Garza, in a recent interview with NPR, said Texas election workers’ jobs have become more difficult since 2020, and suggested the state’s relatively new modified voter observer law could have something to do with it. The previous version of the last allowed poll watchers to “observe” activities at a polling place. The new language specifies that they’re allowed to “see and hear” as opposed to merely observe, which some poll watchers may feel gives them license to be more intrusive than the law actually allows, Garza said.

Meanwhile, threats against election workers haven’t been limited to Gillespie County, whose county seat is Fredericksburg. Garza said that in response to a request from the U.S. House Oversight Committee, TAEA submitted a letter detailing threats to elections administrators and their staffs spawned by “misinformation and disinformation” that had come to TAEA’s attention.

“After the 2020 election obviously the rhetoric changed rather significantly, and the tone and tenor of threats became more physical and more violent in suggestion,” he said. “It started to have an impact with respect to administrators in their daily functions. Through social media there were very graphic threats made against the Tarrant County administrator. Also in Hood County there was a campaign to challenge the procedures and practices of the administrator there. Ultimately she wound up accepting another job outside the profession because the onslaught was just too much.”

Hilda Salinas, assistant director of the Hidalgo County Elections Department, said it hasn’t been an issue there so far.

“We haven’t experienced anything like that here with Hidalgo County and elections with our poll judges and clerks, as well as our employees here within the department,” she said. “We hope that it continues like that, because we do have very strong support from our commissioners court as well as the elected officials from the community itself.”

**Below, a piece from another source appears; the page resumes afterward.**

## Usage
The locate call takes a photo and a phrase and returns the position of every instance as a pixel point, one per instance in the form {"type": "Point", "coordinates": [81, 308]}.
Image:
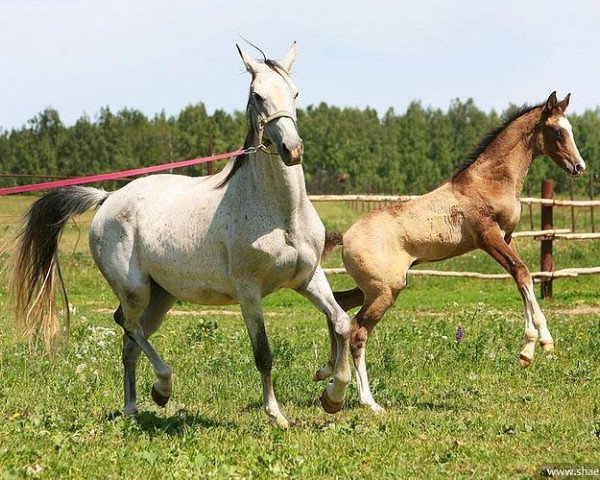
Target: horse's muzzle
{"type": "Point", "coordinates": [292, 157]}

Salinas said her department does its best to inform the public anytime a change is made affecting voting and elections, with guidance from the Texas Secretary of State’s office and in adherence to the Texas Election Code. The department strives for transparency, she said, and encouraged anyone with questions about the process to “come straight to us, straight to the source.”

“Give us a call,” Salinas said. “Talk to us. … A lot of the time it could be just a misunderstanding or just not knowing the process or the laws. That’s what we’re here for: communicate, educate, inform.”

Cameron County Elections Administrator Remi Garza stands in front of the Elections and Voter Registration Office in downtown Brownsville on Aug. 26, 2022. (Miguel Roberts/The Brownsville Herald)

Garza cited an example of the evidence-free conspiracy theories some voters embraced during the 2020 election:

“The most significant disinformation campaign was based on initials that were placed on the back of early voting ballots, where people were challenging the presence of my initials, which are required by statute, so that you can essentially tie the specific ballots that come from my office to the polling location,” he said.

“They felt that because there were markings on the back of the ballot, that those ballots would be segregated and ultimately thrown out because they would be targeting one candidate or another.”

Garza said his department’s mission is to ensure elections are conducted with consistency and transparency exactly according to state law, and also encouraged anyone with questions about the process to contact the office directly or go to the website.

“If they can’t find it there we can direct them to the right source,” he said.

The best weapon against misinformation and disinformation (misinformation spread deliberately) is “getting the right information out as quickly as possible,” or better yet, making sure ahead of time that people know where to access correct election information, Garza said. In addition, anyone who meets the requirements can participate in the process directly by working elections and learning about the process from the inside, he said.

“They can work with their parties or they can volunteer on nonpartisan elections,” Garza said. “All they have to do is apply and we will be glad to work with them.”

He expressed gratitude for the support his department receives and also to the individual election workers “on the front lines of our democracy.”

“They’re the ones that qualify the voters,” Garza said. “They’re the ones that distribute the ballots and ultimately secure them to make sure that they’re accurately counted. And so when they’re put in jeopardy it’s in assault on democracy itself. This is the baseline of our system of government. For whatever purposes, to attempt to undermine or erode confidence in that process I think is an assault on America itself.”